If he doesn't yet know that being a bargy, pushy git is not acceptable - he will soon work it out if he receives a short sharp shock every time he does something rude. Ideally he would be out with others, but the OP doesn't have a choice. Therefore, she is taking responsibility for dishing out the discipline that he would get from another horse for bad behaviour.
		
Click to expand...

Well said


----------



## MerrySherryRider (5 October 2012)

emmah1979 said:



			Well said
		
Click to expand...

Contrary to seemingly popular belief, senior horses do not lunge, kick, bite and chase off youngsters for every misdemeanor. 
 Most of their correction is done with a look and body language. Silently and quietly. 
 Have you ever seen a foal made to stand stock still or have each foot fall directed with incredible precision by an unspoken language from a senior herd member ?
 Physical aggression is an absolute last resort when other signals have been willfully ignored.

Having seen the skill with which horses train and socialise young ones. Its a rare and talented human that could replicate that.

Want a rude horse ? Then kept it away from others and give it a good whacking when it forgets the manners it hasn't learnt.


----------



## emmah1979 (5 October 2012)

Black Beastie said:



			I just honestly dont get folk these days. Do horses in their herds wave ropes at each other and make each other yield by banging their heads down or swishing leather ended leadropes at each other?? Love to see that if anyone has footage............... 
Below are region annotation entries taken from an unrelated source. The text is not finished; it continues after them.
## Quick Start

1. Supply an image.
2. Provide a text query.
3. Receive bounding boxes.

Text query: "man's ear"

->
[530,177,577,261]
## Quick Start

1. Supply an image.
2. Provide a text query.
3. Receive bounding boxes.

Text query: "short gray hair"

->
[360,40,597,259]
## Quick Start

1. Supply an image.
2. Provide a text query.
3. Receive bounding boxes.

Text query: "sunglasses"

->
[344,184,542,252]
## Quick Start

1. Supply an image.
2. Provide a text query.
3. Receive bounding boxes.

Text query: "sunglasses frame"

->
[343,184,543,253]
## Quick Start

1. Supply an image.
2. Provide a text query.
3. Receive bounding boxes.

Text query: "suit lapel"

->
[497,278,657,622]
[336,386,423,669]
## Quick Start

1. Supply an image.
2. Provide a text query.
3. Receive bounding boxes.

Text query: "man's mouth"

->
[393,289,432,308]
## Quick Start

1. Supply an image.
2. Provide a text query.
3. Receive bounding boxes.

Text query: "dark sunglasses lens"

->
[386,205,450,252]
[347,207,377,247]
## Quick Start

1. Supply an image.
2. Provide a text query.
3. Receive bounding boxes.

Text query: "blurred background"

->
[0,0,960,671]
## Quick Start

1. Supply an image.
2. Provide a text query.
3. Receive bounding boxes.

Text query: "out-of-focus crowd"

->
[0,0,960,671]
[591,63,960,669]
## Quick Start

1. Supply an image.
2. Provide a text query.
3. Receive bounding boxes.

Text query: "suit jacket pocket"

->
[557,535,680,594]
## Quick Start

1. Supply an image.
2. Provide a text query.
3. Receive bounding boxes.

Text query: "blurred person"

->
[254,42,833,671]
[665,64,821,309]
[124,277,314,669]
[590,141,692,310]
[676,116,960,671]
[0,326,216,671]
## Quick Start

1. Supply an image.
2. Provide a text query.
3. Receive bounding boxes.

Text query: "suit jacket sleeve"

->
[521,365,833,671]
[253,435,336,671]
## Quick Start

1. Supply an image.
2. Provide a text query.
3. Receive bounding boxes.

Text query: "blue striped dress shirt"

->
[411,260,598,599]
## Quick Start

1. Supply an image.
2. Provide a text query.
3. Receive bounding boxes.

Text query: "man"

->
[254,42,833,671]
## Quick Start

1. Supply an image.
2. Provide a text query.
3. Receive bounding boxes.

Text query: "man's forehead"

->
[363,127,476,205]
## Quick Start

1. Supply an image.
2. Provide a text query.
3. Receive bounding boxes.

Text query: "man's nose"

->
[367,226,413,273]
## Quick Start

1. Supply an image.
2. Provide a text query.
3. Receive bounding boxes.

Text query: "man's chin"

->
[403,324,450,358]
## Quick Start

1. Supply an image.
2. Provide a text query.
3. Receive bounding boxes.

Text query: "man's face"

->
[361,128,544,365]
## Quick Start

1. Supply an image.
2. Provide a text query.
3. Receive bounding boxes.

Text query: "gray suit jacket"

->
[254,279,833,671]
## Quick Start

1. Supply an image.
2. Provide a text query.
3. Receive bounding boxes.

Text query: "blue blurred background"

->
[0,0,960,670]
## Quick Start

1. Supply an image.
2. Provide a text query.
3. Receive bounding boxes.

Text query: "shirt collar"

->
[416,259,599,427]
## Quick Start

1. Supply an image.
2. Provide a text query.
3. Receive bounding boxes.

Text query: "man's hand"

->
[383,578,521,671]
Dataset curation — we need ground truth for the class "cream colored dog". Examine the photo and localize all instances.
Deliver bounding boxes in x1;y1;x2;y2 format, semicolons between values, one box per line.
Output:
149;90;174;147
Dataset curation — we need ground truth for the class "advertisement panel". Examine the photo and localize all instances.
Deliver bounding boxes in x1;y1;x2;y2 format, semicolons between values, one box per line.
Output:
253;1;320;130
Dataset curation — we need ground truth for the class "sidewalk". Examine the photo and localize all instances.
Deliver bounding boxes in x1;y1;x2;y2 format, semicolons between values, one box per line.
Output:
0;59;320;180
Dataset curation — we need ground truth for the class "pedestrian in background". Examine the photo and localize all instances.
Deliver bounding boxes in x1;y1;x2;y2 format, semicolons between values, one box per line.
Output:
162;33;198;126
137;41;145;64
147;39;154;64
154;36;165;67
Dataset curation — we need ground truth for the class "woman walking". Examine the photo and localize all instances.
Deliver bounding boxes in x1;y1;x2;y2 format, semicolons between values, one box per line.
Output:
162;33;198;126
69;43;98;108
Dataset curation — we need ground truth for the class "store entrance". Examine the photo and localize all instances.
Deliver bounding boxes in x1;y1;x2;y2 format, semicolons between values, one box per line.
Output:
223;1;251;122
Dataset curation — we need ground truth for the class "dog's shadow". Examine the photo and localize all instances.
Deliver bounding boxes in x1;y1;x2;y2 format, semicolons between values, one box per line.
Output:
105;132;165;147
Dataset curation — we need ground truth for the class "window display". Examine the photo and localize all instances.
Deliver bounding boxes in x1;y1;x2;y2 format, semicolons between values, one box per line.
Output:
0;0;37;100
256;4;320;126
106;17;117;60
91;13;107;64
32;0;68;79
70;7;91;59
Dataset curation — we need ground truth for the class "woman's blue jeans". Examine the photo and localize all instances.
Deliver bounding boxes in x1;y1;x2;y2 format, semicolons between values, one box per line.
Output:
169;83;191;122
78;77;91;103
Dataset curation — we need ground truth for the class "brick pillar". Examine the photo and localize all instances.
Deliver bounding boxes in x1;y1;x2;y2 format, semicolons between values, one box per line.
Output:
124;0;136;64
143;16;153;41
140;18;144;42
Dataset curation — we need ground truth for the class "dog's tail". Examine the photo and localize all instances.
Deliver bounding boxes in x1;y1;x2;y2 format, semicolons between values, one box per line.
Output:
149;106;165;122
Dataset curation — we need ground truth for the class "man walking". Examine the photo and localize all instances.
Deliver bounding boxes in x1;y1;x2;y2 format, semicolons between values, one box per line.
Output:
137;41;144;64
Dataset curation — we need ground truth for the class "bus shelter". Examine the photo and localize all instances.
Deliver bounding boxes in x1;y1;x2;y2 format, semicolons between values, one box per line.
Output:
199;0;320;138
No they dont the bite, kick, chase and generally beat the living crap out of each other if one steps over the line. I worked on a yard for years and saw horses coming and going of all ages and types introduced to the herd. And when one stepped over its place by hell did it get a kicking if it decided it was moving up a place.

What damage really can a 60kg human with a whip do other than cause the horse a meomentary sting and some spacial distance. Horse gets a slap/smack/belt and moves away, horse gets roared and charged at and moves away.

If a horse thinks its above me enough in the pecking order to wave its front feet in my face then Im afraid it gets a hiding as that is downright dangerous and could end up fatal for me and the horse. People say there is difference between respect and fear YES to a human there is a difference but this is a small brained animal we are talking about they dont know terms of respect, that is a human concept and i for one HATE it when folk use all this human psyco babble on a blumming horse. Horses feel fear in herd fear of the lead mare or herd stallion enough to stay in line. Its not all consuming woe is me fear its just healthy and how things should be.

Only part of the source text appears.